Bütün dünya, yaklaşık on gündür New York’taki Columbia Üniversitesinde başlayıp ABD’nin dört bir tarafındaki yüze yakın dünyaca itibarlı üniversiteye yayılan öğrenci eylemlerini konuşuyor. Birçok bakımdan öğretici dersler barındıran bu eylemlerden bir enstantane var ki, günlerdir aklımdan gitmiyor. Hayatın bana yıllar önce öğrettiği iki gerçekle birebir uyumlu bir enstantane bu... Üniversite bahçesinde İsrail’in Filistinlilere karşı özellikle Gazze’de gerçekleştirdiği kıyımı ve savaş suçlarını protesto eden gençlere müdahale eden Amerikan güvenlik güçleri içerisinden bir siyahi polisin protestocu bir öğrenciye uyguladığı şiddetin görüntüsü...

Hayat tecrübem gücün, iktidarın istismara ve kötüye kullanıma son derece açık olduğunu binlerce kez görmeyi mümkün kılan sahneler barındırıyor ve bu meyanda, kendisini bir otoritenin emrine tâbi kılıp o otoritenin emriyle şiddet uygulamaya hazır hiçbir topluluğa, meslek grubuna ve kişiye güvenmeme gibi bir tutumu benimsemiş olarak yaşıyorum.

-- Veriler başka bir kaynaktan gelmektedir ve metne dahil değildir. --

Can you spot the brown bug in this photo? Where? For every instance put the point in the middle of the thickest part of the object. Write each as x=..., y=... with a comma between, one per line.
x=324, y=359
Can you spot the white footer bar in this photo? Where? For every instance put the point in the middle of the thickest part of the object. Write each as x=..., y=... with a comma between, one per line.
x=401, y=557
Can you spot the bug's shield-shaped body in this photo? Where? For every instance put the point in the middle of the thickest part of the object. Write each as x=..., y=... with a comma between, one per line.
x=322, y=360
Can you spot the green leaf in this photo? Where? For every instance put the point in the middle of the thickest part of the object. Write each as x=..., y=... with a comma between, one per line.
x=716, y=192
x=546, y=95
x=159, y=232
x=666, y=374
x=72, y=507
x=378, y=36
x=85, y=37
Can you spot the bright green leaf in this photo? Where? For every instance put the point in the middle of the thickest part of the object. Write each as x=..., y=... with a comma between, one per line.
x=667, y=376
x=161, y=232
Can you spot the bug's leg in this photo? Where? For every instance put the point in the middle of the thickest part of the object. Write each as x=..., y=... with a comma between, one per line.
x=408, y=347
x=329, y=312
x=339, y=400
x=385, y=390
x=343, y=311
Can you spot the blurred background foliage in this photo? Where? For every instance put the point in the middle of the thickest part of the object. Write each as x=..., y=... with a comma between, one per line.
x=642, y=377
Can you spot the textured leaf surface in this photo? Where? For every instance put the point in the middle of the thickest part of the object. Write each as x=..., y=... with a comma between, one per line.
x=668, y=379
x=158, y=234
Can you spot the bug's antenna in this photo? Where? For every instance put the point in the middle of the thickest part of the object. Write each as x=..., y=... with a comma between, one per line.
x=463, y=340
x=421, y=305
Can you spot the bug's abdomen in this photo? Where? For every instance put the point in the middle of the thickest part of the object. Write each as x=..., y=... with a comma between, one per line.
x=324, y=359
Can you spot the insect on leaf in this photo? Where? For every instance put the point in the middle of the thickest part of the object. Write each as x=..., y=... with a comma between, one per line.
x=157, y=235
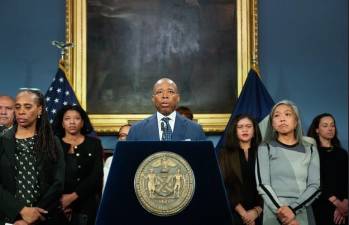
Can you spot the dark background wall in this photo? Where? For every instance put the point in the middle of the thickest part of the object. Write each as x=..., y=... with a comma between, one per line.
x=303, y=52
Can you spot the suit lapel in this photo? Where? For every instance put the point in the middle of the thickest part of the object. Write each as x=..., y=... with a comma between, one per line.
x=152, y=128
x=179, y=129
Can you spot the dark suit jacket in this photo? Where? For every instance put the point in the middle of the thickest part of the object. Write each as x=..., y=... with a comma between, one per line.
x=184, y=129
x=50, y=187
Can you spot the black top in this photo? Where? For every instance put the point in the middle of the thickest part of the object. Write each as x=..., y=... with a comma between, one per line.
x=84, y=175
x=249, y=192
x=334, y=181
x=239, y=180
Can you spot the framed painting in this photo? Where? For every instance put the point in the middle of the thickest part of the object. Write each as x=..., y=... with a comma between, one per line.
x=121, y=48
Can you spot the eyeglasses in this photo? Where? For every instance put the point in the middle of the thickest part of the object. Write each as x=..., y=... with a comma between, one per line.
x=30, y=89
x=162, y=92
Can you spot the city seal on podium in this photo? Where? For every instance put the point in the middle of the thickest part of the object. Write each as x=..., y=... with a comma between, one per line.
x=164, y=183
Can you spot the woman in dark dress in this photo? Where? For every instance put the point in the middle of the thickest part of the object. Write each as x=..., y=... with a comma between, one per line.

Sözünü ettiğim görüntü ise, bu tutumu doğrulamanın ötesinde, bir öğretici ders daha barındırıyor: mağduriyet yaşayan bir kesimden gelmenin insanı otomatik biçimde gadredenin karşısında kılmadığının, bir kötü muamele görmenin bizi kaçınılmaz surette iyilikten taraf yapmadığının, empati ve duyarlılık için daha fazlasının gerektiği dersini…

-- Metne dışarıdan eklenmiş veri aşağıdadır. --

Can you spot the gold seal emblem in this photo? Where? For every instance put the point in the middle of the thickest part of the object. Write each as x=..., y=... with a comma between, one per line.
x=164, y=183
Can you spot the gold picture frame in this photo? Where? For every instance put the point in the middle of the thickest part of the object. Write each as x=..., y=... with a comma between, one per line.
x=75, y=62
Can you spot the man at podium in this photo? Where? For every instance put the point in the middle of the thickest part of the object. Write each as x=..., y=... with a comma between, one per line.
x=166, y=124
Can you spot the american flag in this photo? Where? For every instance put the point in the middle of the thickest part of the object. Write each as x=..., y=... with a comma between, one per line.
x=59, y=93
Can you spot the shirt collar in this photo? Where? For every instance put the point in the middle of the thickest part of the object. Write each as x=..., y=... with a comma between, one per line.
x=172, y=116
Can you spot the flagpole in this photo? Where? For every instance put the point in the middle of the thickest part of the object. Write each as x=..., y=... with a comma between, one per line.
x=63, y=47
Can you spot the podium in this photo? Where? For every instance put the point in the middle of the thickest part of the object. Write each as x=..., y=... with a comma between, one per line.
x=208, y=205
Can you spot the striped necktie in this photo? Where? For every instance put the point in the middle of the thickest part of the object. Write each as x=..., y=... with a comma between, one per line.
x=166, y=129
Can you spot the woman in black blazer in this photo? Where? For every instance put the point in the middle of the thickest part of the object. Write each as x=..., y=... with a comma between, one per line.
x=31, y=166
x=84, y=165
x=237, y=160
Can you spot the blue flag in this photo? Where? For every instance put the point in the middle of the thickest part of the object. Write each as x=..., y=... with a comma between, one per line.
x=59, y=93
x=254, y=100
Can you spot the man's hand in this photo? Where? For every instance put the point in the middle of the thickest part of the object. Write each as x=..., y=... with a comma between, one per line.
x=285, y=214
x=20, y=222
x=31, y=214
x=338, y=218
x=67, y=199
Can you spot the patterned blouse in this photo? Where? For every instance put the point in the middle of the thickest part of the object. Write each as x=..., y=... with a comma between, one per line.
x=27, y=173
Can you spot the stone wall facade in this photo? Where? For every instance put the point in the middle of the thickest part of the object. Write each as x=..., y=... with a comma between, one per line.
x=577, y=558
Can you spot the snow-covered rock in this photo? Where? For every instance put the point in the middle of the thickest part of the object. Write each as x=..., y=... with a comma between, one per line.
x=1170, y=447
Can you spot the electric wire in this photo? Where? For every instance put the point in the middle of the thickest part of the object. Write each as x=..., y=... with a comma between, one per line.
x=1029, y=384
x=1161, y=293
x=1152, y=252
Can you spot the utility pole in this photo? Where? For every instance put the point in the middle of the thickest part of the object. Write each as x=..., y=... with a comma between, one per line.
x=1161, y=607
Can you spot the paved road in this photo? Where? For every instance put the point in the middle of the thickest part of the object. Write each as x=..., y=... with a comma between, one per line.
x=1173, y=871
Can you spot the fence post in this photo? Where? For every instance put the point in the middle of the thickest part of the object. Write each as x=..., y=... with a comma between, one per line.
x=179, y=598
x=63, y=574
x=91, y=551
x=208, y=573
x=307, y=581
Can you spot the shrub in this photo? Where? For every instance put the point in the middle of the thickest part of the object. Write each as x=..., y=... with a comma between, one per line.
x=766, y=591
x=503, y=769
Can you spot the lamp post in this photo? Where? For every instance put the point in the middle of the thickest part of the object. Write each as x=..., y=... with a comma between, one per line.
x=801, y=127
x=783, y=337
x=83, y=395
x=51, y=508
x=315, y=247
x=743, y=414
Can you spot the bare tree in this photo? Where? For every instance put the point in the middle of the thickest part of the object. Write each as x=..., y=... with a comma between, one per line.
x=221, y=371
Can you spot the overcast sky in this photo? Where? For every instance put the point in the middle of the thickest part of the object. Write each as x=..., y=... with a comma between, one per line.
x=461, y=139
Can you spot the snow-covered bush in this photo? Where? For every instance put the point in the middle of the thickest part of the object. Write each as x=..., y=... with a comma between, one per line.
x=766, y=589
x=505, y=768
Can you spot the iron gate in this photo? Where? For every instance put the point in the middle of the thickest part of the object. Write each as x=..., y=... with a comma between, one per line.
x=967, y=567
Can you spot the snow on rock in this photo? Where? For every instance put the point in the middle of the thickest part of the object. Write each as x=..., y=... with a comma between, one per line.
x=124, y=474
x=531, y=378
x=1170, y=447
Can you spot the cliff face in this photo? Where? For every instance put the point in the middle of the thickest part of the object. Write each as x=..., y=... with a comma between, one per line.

Aslında bu ders 7 Ekim’den bu yana defalarca verildi.

En başta, son öğrenci eylemlerini tetikleyen kampüs bahçesine polis çağırıp öğrenci çadırlarını dağıtma kararını veren Columbia Üniversitesi rektörünün durumu, bu dersi içeriyor.

Baksanız, rektör Nimet Minuşe Şefik, Filistin’de İsrail’in uyguladığı zalimliğe ve insan kıyımına tavır koymak için olası bütün imkânlara sahip gözüküyor. Kendisi, İskenderiye doğumlu bir Mısırlı Arap. Bu sebeple, Mısır’ın yanıbaşındaki Gazze’deki insanların maruz kaldığı zalimliğe başka milliyetlerden olan insanlardan da fazla tepki göstereceği, Filistinlilere karşı daha fazla empati yapabileceği zannını ve ümidini uyandırıyor. Üstelik, merhamet ve şefkat gibi ince hislere duyarlılığı erkeklere kıyasla daha yüksek bir cinsiyetten olması hasebiyle de bu konuda daha gayretli olacağı ve Filistinlilere destek için eylem yapan öğrencilerle daha da fazla empati kuracağı zannı insanda uyanıyor. Gelin görün ki, Mısır’la birlikte İngiliz (Birleşik Krallık) ve Amerikan vatandaşlığı da bulunan, bir önceki görevi Londra Ekonomi Okulu’nun rektörlüğü olan bir barones olarak Prof. Şefik, öğrencilerin Filistin’e destek eylemlerine en sert tepkiyi gösteren ve Vietnam savaşı protestolarının ardından onlarca yıl polisin girmediği bir üniversiteye polis sokarak hem şiddete kapı aralayan, hem de üniversitelerin özgür düşüncenin merkezi olma özelliğine kara leke çalan bir isim olarak çıktı karşımıza…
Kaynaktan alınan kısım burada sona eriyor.